From four years old until middle school-
This will probably be a little jumpy. Or random. I’ll try to sort it all out for you. And it’s just things that I remember, things that stuck in my head for some reason or another. As I write about my present, I’ll remember things from my past. I apologize about that in the past.
When I was four my parents divorced. The most I remember about them is how they would argue.
I have a random memory of being forgotten at elementary school, my younger brother hitting me with a hockey stick, getting stitches, falling on my face, and having some random girl cuss me out for no reason in fourth grade.
But really, what I remember from when I was younger were having fun. With lemonade stands, hanging out with friends, laughing a lot, going swimming, doing anything outside to pass the time. But not just passing it. Living it. Why is it that as we get older, we remember the bad things instead of the good.
We used to go on vacation every other spring break. Our parents rotated spring breaks. When I was with my mom we would go to Florida or Alabama. That ended a year or two after my mom married my ex step-dad. When we were with my dad we didn’t go many places. I remember going to Washington D.C once with him. The subway system was so confusing. But we trusted him to get us where we needed to go.
I don’t know exactly when that changed. Maybe after my mom remarried.
And I never had the best relationship with my family. My mom and I were never close. I only saw my dad every other weekend since I was four years old, and my two brothers always did their own thing. I guess I could’ve tried a little harder, could’ve pushed it more, but I don’ t know how much that would’ve done. My family was always in their own worlds, separate from each other.
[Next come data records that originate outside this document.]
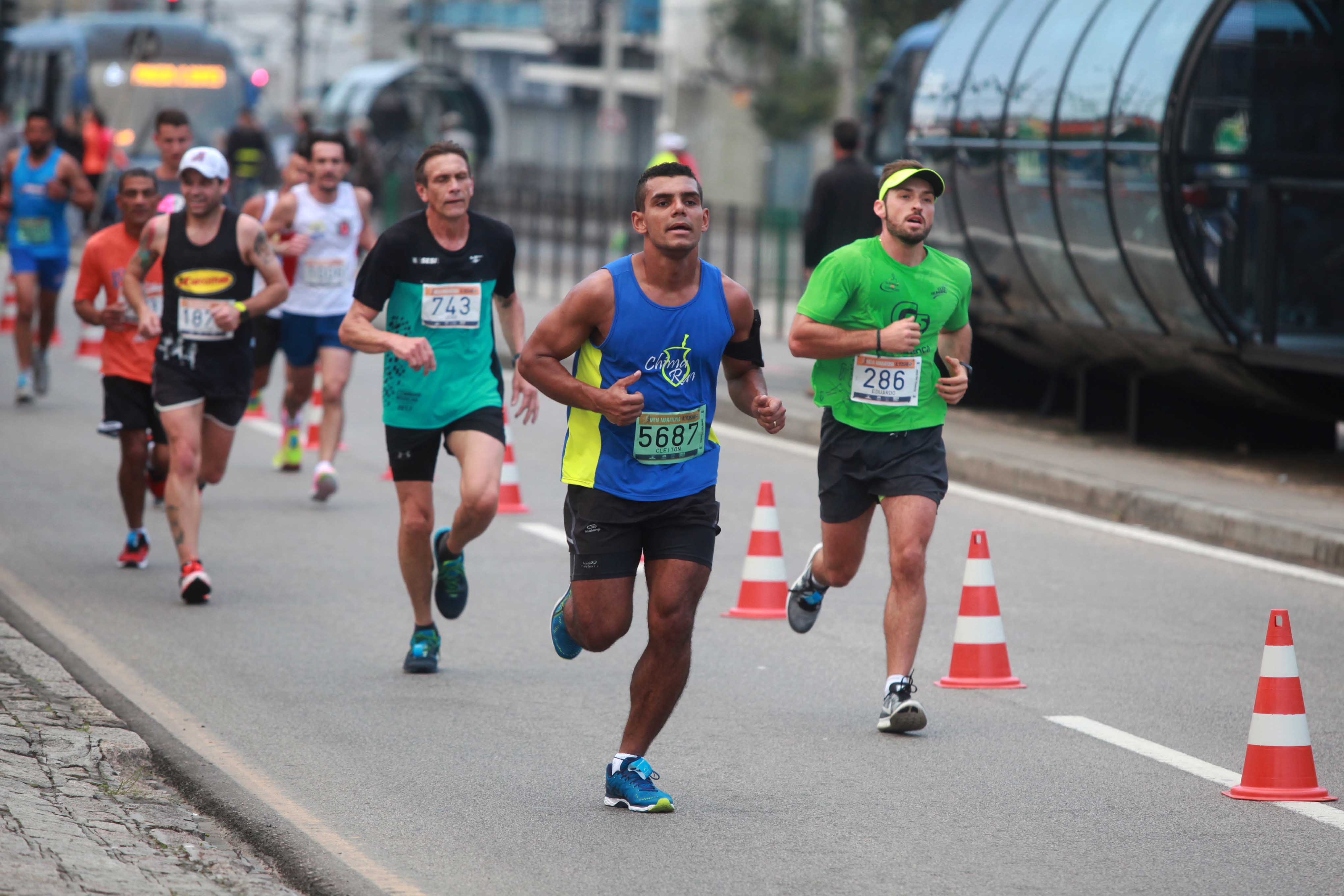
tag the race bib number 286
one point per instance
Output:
(451, 305)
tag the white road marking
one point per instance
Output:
(1177, 760)
(546, 532)
(1072, 518)
(194, 734)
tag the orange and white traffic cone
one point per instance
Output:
(1279, 765)
(315, 418)
(765, 592)
(256, 407)
(11, 307)
(511, 493)
(91, 342)
(979, 649)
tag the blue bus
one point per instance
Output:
(129, 66)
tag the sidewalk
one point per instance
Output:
(81, 808)
(1289, 508)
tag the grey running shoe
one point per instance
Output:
(23, 393)
(41, 373)
(805, 598)
(900, 711)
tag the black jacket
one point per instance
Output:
(841, 211)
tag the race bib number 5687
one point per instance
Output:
(451, 305)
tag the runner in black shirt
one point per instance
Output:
(204, 370)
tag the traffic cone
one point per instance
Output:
(511, 495)
(256, 407)
(315, 418)
(11, 307)
(979, 651)
(764, 593)
(1279, 751)
(91, 342)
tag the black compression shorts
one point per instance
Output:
(413, 455)
(608, 532)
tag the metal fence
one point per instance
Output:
(570, 223)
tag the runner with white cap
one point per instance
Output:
(205, 365)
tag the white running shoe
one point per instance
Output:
(324, 481)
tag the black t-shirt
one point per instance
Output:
(444, 297)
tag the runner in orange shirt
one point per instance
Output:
(128, 360)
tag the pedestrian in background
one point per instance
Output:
(842, 201)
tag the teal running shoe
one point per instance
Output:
(565, 645)
(632, 786)
(424, 655)
(451, 585)
(805, 598)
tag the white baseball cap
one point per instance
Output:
(208, 160)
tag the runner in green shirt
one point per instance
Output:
(883, 318)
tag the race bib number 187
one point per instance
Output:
(451, 305)
(886, 381)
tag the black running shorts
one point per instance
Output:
(608, 534)
(129, 406)
(857, 468)
(414, 453)
(182, 387)
(266, 340)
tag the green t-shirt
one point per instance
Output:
(861, 287)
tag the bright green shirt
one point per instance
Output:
(861, 287)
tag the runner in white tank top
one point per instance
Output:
(330, 219)
(266, 330)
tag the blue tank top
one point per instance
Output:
(671, 452)
(37, 222)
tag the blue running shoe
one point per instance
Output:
(632, 786)
(805, 598)
(424, 655)
(451, 585)
(566, 647)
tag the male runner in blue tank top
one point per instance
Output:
(648, 334)
(38, 182)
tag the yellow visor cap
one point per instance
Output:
(906, 174)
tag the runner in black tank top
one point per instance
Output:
(204, 370)
(195, 279)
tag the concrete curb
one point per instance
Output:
(1161, 511)
(300, 862)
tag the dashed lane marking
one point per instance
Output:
(1070, 518)
(1177, 760)
(194, 734)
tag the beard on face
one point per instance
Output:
(909, 237)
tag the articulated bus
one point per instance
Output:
(129, 66)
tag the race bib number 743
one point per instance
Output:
(451, 305)
(886, 381)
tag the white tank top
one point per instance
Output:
(324, 283)
(259, 281)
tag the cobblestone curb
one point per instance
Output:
(81, 808)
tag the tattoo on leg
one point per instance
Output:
(179, 535)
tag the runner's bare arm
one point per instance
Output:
(74, 183)
(822, 342)
(746, 382)
(955, 347)
(366, 210)
(358, 332)
(510, 312)
(585, 314)
(153, 241)
(256, 250)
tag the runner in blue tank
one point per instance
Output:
(38, 182)
(648, 334)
I remember when we went to my mom and ex step-dads wedding in Jamaica, I think it was the summer of my sixth grade year. My step dad seemed like a great guy before this. Then the night before the wedding he started yelling about the food. It really was something small, but he was so upset for no reason. Later my mom admitted to me that she had second thoughts that night. But still went along with it the next day. It was fine. Just me, my brothers, grandfather and of course my mom and her husband.
We all moved to a small farm with five acres. Got a few horses. Then some chickens, and eventually a lot more. But that’s a lot later.
I grew up more as the outside type of girl, hanging out with a lot of boys, hated pink, but I’ve grown to love my feminine side as well as my tougher one.
But that's all for this one. There are more things after we moved. About my mom. My dad. My step dad. Family. Friends. School mates. Co-workers. Everyone you can think of. The thing they have in common, is what I remember. After all, this is my urge. What I've been holding in. I promise this is truthful though, every bit. What would be the point if it wasn't.